Fatih, Bozdoğan Kemerleri’nin altında bulunan Reşat Nuri Sahnesi’nde gerçekleşecek “Karıncalar – Bir Savaş Vardı” oyunu için salona girdiğimde, içimde heyecanlı bir bekleyiş vardı. Esasen oyun hakkında pek bilgim yoktu. Beni oraya getiren sebep Mert ağabeydi. Mert Turak ile 2011 yılında tanışmıştım. Kendisinin, tiyatro kültüründe sanatın etik değerlerinden kopmadan yetişmiş bir oyuncu olduğunu düşünüyorum. Toplum olarak onu, “Mucize” filmindeki başarılı oyunculuğu ile hatırlasak da aslında kendisi tiyatro sektöründe çok sayıda projede yer almış ve tiyatro kariyeri başarılarla doludur. Mert Turak, “Dârülbedâyi” çatısı altında 2000’li yılların başlarından bu yana görev alan bir oyuncudur. Bizler her ne kadar “İstanbul Büyükşehir Belediyesi Şehir Tiyatroları” olarak bilsek de ben eski ismi olan “Dârülbedâyi” kelimesini kullanmaktan çok keyif alıyorum.
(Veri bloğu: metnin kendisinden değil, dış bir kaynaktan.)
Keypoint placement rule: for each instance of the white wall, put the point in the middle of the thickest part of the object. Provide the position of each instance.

Rahmetli Muhsin Ertuğrul’un tiyatro için revize ettirdiği Reşat Nuri Sahnesi, aslında eski bir askeri depo. Sahnenin, fuaye yani dinlenmelik alanının ve koltuklarının çok estetik, konforlu ve modern olduğu söylenemez. Ne kadar elden geçirilmiş olsa da, depo olarak kullanıldığı gerçeği bir şekilde mekânın dokusuna işlemiş. Salonun vakti zamanında askeri depo olarak kullanılması ile oyunun konusunun savaş ve askerlik üzerine olması aslında tebessüm ettirecek bir tesadüf olarak karşıma çıktı.
İki eser çok başarılı bir şekilde birleştirilmiş
Oyun Boris Vian’ın “Karıncalar” ve John Steinbeck’in “Bir Savaş Vardı” eserlerinden Gökhan Aktemur tarafından uyarlanmış, Ergün Üğlü tarafından da sahneye taşınmış. Sahnede oyuncu olarak da Mert Turak var. Tek kişilik oyunlar, genelde tiyatro seyircileri tarafından mesafeli yaklaşılan oyunlardır. Seyirciler sıkılacağını, dikkatinin bir zaman sonra dağılacağını düşünür ve tekdüze bir oyun izlemekten korkar. Fakat bu oyun için bu korkuları hissetmemek gerekiyor. İki eser çok başarılı bir şekilde birleştirilmiş. Hem ülkemizde hem de dünyanın genelinde, savaş hikâyelerini ele alan oyunlara karşı bakışlar biraz temkinlidir. Savaşın kendisi hali hazırda can sıkıcı bir mesele olduğundan, savaş temalı oyunlar da haliyle seyirci tarafında pek güçlü bir yer edinememiştir. Bu oyunun, bu genellemelerin dışında kaldığına aslında oyunun sonunda tecrübe ederek kanaat getirmiş oldum.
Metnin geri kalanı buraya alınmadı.